Last month Coastal Boats Near Sidney sold for $1.14 million, propelling E.J. Hughes into an exclusive group of 12 Canadian artists who have sold paintings for more than a million dollars.

Canadian Painter E.J. Hughes was born in North Vancouver
621 East 8th Avenue, North Vancouver

I love his work and thought he had always lived on Vancouver Island, so I was interested in his Vancouver connection.
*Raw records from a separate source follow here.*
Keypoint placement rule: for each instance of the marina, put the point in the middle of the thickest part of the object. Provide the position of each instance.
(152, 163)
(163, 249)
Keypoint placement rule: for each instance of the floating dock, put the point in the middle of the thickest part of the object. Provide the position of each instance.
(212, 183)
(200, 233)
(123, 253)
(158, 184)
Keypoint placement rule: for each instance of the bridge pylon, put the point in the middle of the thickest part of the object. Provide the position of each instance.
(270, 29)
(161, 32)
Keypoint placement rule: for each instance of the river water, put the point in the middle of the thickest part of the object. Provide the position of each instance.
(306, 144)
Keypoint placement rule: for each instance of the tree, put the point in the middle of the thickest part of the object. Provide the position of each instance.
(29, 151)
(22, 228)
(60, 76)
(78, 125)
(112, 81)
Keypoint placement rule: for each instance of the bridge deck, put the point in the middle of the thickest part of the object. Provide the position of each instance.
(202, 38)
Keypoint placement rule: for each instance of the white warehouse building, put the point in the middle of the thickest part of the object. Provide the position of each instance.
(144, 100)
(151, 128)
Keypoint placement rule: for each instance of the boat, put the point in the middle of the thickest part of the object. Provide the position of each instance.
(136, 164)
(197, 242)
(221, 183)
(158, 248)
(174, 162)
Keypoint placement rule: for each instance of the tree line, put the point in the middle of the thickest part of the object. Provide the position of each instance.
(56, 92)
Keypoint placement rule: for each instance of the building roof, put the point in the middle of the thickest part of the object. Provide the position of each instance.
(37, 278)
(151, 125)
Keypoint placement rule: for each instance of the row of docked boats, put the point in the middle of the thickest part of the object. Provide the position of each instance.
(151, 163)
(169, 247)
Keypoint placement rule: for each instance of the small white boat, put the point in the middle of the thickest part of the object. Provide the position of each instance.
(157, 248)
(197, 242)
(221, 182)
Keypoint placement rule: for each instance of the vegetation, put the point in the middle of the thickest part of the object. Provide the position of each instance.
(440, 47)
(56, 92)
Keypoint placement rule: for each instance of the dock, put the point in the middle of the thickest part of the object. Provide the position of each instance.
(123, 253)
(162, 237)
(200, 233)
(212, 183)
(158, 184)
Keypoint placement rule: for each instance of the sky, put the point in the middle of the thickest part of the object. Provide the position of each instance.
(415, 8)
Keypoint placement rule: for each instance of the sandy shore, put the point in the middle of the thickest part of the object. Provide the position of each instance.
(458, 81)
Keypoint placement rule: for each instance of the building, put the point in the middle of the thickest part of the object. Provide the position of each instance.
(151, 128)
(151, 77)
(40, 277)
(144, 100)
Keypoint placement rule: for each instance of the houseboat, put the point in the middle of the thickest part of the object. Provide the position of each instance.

Edward John Hughes was born in North Vancouver in 1913, but moved to Nanaimo with his parents, Edward Samuel Daniel Hughes and Katherine (McLean) soon after. The family moved back in 1923, and according to the Street Directories, Edward Hughes was a musician with the Orpheum Theatre. For the next several years they lived at 621 East 8th Avenue in North Van and Hughes attended North Vancouver High School and took private art classes with Mrs. Verrall at North Star School. The family disappears from the city directories in 1931 and Hughes pops up at 4675 West 4th Avenue in 1934. By that time he would have been in the last year of a four year program at the Vancouver School of Decorative & Applied Arts studying under artists such as Fred Varley and Jock Macdonald.

One of his best known paintings—Indian Church, North Vancouver is also one of his earliest.  According to a book by the Heffel Gallery (1990), Hughes did the first sketch in 1931 when he and another student were examining the vestibule of St. Pauls Indian Church on West Esplanade. Chief Andy Paul appeared and told them to join the service or leave. They left, but Hughes came back and made his first sketch. Hughes told writer Patricia Salmon “Once Lawren Harris wrote me from the east suggesting that it wouldn’t sell because it was too dark. I feel it has been successful.”

St. Paul's Indian Church
Indian Church, North Vancouver

In 1938 Hughes was one of three unknown artists commissioned to paint murals for the Malaspina Hotel in Nanaimo. The work was boarded up in the ‘50s and rediscovered during demolition of the hotel in 1996. Hughes became an official war artist. He moved to Victoria in 1946, was awarded the Emily Carr Scholarship in 1947, and eventually died in 2007 at the age of 93 after a long and highly successful career.